I decided not to leave a message.
Stockholm Airport was loaded with revellers arriving for the midsummer celebrations. No wonder the flight had been so expensive: up here it was New Year’s Eve, Christmas and the summer holidays rolled into one. Passengers were laughing – giddy, probably already drunk. One woman my age wore a disintegrating garland of wildflowers around her head. A family was setting out a picnic of open sandwiches, summer fruits and schnapps – all available in the airport shops.
I dialled the other number I had to hand: Captain Magnusson of the Oslo Police District – an old contact from my army days when I’d been training in Norway. We hadn’t spoken in years and I wondered if he’d even remember me. No matter – if Magnusson didn’t respond, I’d find someone else. One way or another, I had to understand this Norwegian angle…
‘Hallo?’
‘Magnusson? It’s Henk van der Pol.’
There was a short pause. ‘Henk,’ he said. ‘God, it’s been years.’

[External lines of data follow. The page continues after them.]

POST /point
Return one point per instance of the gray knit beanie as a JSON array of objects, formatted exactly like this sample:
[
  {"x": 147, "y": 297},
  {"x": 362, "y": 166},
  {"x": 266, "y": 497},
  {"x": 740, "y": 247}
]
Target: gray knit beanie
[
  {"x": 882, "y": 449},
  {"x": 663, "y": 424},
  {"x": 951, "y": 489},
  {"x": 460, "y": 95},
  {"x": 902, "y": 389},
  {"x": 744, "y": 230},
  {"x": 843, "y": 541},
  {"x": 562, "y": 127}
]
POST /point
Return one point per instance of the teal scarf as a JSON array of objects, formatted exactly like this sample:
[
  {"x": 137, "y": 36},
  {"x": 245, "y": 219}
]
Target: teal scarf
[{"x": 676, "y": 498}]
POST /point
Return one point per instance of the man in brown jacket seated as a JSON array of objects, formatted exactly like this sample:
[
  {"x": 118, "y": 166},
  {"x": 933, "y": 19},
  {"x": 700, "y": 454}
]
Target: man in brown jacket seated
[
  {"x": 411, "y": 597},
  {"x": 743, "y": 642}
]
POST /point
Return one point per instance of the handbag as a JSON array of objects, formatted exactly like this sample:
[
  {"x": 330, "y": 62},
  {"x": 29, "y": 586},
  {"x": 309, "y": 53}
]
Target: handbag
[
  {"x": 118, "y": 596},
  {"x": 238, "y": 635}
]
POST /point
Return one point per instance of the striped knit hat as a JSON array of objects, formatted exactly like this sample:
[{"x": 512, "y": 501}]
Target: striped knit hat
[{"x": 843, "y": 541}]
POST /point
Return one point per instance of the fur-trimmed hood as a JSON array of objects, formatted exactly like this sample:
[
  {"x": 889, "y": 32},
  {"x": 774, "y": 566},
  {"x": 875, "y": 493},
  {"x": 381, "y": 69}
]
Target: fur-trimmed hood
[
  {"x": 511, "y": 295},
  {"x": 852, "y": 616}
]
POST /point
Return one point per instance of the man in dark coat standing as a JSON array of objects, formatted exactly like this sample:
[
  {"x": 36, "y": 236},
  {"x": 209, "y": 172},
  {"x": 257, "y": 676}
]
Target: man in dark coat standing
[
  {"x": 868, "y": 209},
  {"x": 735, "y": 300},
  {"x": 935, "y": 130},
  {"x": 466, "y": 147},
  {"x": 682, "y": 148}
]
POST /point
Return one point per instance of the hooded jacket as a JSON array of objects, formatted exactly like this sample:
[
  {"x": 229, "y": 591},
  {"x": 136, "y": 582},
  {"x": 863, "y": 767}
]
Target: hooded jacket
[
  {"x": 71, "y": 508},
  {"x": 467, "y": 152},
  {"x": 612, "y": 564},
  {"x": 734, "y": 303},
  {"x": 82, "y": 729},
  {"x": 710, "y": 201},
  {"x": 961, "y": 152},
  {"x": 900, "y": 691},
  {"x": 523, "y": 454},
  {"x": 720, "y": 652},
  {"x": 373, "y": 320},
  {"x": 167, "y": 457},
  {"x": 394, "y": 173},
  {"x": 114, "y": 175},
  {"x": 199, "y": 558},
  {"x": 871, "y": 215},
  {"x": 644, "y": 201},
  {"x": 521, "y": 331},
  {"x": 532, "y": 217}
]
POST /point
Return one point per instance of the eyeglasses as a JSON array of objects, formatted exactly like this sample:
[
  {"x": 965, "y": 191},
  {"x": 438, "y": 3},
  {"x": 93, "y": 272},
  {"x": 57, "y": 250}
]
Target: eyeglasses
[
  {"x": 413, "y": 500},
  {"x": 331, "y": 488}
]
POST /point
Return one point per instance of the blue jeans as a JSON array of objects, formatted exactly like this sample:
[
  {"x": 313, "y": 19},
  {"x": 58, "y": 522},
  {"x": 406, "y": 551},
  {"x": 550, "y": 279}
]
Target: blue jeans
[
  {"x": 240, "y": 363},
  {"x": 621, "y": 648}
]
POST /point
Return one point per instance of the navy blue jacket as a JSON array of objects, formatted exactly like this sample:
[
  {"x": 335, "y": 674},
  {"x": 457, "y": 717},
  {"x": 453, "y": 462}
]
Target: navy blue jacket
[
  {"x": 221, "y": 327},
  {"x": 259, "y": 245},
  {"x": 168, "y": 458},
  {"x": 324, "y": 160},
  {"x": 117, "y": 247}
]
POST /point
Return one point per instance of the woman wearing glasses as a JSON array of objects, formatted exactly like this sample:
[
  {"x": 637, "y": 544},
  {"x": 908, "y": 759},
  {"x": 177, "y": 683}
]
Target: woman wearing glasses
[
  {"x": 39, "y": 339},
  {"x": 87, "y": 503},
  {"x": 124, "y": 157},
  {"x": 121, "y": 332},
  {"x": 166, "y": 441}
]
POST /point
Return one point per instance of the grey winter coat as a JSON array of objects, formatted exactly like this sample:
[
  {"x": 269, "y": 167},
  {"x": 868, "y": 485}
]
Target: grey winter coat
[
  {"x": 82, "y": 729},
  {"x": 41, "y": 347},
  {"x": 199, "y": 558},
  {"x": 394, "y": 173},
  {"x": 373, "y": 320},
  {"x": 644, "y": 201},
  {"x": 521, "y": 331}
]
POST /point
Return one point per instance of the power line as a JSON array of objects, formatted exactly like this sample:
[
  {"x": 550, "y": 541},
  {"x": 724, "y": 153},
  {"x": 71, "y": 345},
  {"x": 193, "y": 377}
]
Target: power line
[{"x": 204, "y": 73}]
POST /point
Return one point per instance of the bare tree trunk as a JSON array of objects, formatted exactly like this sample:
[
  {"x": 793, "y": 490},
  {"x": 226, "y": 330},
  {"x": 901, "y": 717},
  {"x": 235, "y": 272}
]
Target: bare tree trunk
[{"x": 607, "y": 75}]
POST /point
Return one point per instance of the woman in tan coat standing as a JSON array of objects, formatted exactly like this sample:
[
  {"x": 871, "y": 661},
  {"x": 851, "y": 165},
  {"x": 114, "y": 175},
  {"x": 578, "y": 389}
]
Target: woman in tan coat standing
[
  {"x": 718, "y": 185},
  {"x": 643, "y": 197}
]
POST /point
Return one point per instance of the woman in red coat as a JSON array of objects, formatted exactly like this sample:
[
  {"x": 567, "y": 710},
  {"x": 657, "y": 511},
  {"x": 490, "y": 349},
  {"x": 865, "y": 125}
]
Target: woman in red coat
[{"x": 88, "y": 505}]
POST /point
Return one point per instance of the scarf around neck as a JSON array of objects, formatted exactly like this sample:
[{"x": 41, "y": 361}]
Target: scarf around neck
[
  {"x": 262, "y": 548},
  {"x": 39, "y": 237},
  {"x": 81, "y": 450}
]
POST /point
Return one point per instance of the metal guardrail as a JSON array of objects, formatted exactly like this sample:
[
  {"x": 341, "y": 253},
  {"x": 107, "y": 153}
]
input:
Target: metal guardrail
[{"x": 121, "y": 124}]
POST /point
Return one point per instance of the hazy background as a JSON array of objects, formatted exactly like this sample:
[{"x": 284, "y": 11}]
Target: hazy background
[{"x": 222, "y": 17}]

‘It has – we’ve got a lot of catching up to do. Listen, I’m in Oslo on the spur of the moment. I don’t suppose you’re available for an aquavit?’
‘I’m always available for an aquavit. And a chat. With you.’
I recalled his staccato way of speaking; I’d missed the old bruiser.
‘But,’ he went on, ‘I’m leaving. For the holiday. Why didn’t you call ahead?’
‘Like I said, it’s a spur-of-the-moment trip.’
‘What brings you up here? Work?’
‘Yes. Do you have a moment to talk?’
‘I have three, actually. Then I must go.’
‘OK.’ I chuckled; he’d lost none of his candour. It chimed with my Dutch directness. ‘There was a case in Amsterdam recently, a Norwegian diplomat who disturbed the burglary of an artwork at his house and died –’
‘Lars Pelt?’ Magnusson cut in.
‘Yes. You know of it?
‘Bad business. We’re a small department. We hear of these things
. Handled by the Militaerpolitikompaniet here, yes?’
‘To a point.’ Beside the airport gate, someone was warming up an accordion. ‘A Dutch diplomat has just been kidnapped.’
‘The one in Brussels?’
‘Yes.’
‘I don’t see the connection,’ he said.
‘I don’t either, yet. But I believe there might be one.’
‘Why?’
‘That’s what I’d like to explore. The possibility that some individual, or group, got to know of events in the Pelt case and the stolen painting… and acted upon them.’
‘Who? Why?’
‘An extreme-right group, perhaps? One taking a particularly nationalistic approach to Norway’s affairs? Are there any more Anders Breiviks out there?’
‘Oof,’ he said, as though he’d been thumped in the stomach. ‘No. Thank God. He’s a one of a kind.’
‘So imagine a milder cousin of his. Similar mindset, similarly upset about things. Blames foreigners.’
‘Blames the Dutch?’
I couldn’t get into Lottman’s moves and motives concerning the energy scheme.
‘And able to execute a sophisticated kidnapping?’ Magnusson asked sceptically.
‘I know this sounds far-fetched, but what Anders Breivik did sounds more so. Blowing up government buildings in the centre of Oslo? Shooting seventy youth workers dead at a camp on Utøya?’
‘Sixty-nine,’ he corrected me.
‘Sometimes these things come out of nowhere.’
‘What leads do you have? I can’t believe you came all this way without any.’
‘I can’t say, Olaf.’
A pause. ‘I’ve got to go. But I think you’re barking up the wrong tree here.’
‘Is there someone I could talk to in your absence?’
‘Like I said, the Militaerpolitikompaniet are handling the Pelt case. I can’t easily get you in there. Let me think about it. I’ll send you a text. To this number?’
‘Thank you. One other thing – has anyone from Brussels contacted your department?’
‘About the Dutch kidnapping? I don’t think so. I can’t speak for my colleagues. But, like I said, Oslo’s a small department. I’d likely have heard. If they had.’